Try again to sort out the audio padding / alignment.

author: Carl Hetherington <cth@carlh.net> 2012-10-22 21:04:50 +0100
committer: Carl Hetherington <cth@carlh.net> 2012-10-22 21:04:50 +0100
commit: 579dfce1bae018efd73c9f5f3f31770cb401d19a (patch)
tree: f7bb1b2ad0537515fe3478d9ffe46a081f3b3414 /src
parent: 71b7808830e17423453502ed5112b70bf90fff1b (diff)
9 files changed, 58 insertions, 39 deletions
diff --git a/src/lib/decoder.cc b/src/lib/decoder.cc
index 65e5ff722..c0ad85da3 100644
--- a/src/lib/decoder.cc
+++ b/src/lib/decoder.cc
@@ -112,7 +112,7 @@ Decoder::process_end ()
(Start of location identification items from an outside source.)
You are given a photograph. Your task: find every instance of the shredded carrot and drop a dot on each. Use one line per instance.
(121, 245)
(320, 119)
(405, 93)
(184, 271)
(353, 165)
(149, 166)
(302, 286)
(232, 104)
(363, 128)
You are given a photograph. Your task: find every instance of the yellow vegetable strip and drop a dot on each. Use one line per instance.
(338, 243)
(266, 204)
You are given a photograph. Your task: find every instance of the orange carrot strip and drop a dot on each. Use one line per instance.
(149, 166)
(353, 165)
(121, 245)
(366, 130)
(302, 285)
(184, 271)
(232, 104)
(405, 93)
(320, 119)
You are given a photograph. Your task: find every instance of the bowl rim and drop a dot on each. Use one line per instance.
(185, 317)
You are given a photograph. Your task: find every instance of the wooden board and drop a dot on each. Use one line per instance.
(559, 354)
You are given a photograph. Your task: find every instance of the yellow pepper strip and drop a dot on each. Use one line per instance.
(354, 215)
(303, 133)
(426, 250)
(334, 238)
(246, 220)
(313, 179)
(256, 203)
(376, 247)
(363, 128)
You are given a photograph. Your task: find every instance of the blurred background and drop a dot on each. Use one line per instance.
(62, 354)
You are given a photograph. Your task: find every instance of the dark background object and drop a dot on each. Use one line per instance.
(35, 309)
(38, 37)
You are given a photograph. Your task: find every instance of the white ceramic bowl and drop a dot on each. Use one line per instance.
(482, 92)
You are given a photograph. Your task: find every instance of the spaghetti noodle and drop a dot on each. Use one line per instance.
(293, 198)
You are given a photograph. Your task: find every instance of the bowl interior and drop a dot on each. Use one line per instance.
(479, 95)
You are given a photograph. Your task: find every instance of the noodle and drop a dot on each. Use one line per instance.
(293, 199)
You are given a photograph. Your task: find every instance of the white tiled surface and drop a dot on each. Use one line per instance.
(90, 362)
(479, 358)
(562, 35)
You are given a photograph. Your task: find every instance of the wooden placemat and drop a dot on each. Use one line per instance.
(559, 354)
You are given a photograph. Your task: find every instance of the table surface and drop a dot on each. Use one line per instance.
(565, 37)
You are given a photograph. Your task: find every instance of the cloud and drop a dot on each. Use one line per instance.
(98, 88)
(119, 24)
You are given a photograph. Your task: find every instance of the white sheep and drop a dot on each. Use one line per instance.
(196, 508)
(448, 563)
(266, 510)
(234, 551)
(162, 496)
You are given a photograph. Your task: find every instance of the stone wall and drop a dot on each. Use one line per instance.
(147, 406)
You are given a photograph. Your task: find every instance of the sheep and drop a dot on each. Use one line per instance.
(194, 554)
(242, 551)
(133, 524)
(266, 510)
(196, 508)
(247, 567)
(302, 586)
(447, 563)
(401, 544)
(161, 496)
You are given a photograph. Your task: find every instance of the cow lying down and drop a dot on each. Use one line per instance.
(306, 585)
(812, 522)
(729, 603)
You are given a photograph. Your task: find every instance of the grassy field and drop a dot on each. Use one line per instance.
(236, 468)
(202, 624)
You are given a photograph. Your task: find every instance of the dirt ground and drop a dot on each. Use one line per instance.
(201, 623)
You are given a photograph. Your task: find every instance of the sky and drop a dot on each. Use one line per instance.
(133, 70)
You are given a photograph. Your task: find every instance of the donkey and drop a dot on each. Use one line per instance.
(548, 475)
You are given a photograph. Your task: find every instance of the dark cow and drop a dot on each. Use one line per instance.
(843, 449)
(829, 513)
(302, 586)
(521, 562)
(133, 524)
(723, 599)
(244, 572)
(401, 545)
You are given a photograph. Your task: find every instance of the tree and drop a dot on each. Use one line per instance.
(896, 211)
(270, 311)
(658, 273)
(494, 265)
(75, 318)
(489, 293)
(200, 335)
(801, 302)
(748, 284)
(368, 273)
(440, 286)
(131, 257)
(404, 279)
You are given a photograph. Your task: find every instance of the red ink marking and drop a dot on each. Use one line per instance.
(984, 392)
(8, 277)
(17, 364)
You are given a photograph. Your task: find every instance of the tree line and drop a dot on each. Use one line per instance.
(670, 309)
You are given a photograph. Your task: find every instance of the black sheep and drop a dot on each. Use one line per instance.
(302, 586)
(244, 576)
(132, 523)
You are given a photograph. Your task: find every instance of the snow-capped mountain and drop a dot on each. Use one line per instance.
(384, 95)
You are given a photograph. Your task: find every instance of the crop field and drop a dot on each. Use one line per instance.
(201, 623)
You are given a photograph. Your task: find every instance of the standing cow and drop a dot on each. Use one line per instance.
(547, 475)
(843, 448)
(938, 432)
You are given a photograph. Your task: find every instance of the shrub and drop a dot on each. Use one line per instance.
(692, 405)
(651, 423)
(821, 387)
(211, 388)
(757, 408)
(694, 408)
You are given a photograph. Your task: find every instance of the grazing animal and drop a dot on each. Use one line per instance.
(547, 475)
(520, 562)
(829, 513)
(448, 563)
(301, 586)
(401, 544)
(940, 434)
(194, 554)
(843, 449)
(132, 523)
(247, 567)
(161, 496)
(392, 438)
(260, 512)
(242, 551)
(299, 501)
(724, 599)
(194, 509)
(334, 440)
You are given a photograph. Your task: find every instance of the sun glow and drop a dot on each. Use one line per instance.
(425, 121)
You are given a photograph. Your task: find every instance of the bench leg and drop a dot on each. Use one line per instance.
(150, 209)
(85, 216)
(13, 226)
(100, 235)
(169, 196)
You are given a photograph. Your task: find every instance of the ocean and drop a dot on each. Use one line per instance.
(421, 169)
 	   in to get it to the right length.
 	*/
 
-	int64_t const video_length_in_audio_frames = ((int64_t) _fs->dcp_length() * _fs->target_sample_rate() / _fs->frames_per_second());
+	int64_t const video_length_in_audio_frames = ((int64_t) _fs->dcp_length() * _fs->audio_sample_rate() / _fs->frames_per_second());
 	int64_t const audio_short_by_frames = video_length_in_audio_frames - _audio_frames_processed;
 
 	_log->log (
@@ -266,7 +266,7 @@ Decoder::emit_audio (uint8_t* data, int size)
 	}
 
 	/* Update the number of audio frames we've pushed to the encoder */
-	_audio_frames_processed += frames;
+	_audio_frames_processed += audio->frames ();
 
 	Audio (audio);
 }
diff --git a/src/lib/ffmpeg_decoder.cc b/src/lib/ffmpeg_decoder.cc
index c74fee008..5eb32a014 100644
--- a/src/lib/ffmpeg_decoder.cc
+++ b/src/lib/ffmpeg_decoder.cc
@@ -66,8 +66,6 @@ FFmpegDecoder::FFmpegDecoder (boost::shared_ptr<const FilmState> s, boost::share
 	, _audio_codec (0)
 	, _subtitle_codec_context (0)
 	, _subtitle_codec (0)
-	, _first_video_pts (-1)
-	, _first_audio_pts (-1)
 {
 	setup_general ();
 	setup_video ();
@@ -213,6 +211,7 @@ bool
 FFmpegDecoder::do_pass ()
 {
 	int r = av_read_frame (_format_context, &_packet);
+	
 	if (r < 0) {
 		if (r != AVERROR_EOF) {
 			throw DecodeError ("error on av_read_frame");
@@ -245,10 +244,12 @@ FFmpegDecoder::do_pass ()
 		return true;
 	}
 
+	double const pts_seconds = av_q2d (_format_context->streams[_packet.stream_index]->time_base) * _packet.pts;
+	
 	if (_packet.stream_index == _video_stream) {
 
-		if (_first_video_pts == -1) {
-			_first_video_pts = _packet.pts;
+		if (!_first_video) {
+			_first_video = pts_seconds;
 		}
 		
 		int frame_finished;
@@ -256,39 +257,33 @@ FFmpegDecoder::do_pass ()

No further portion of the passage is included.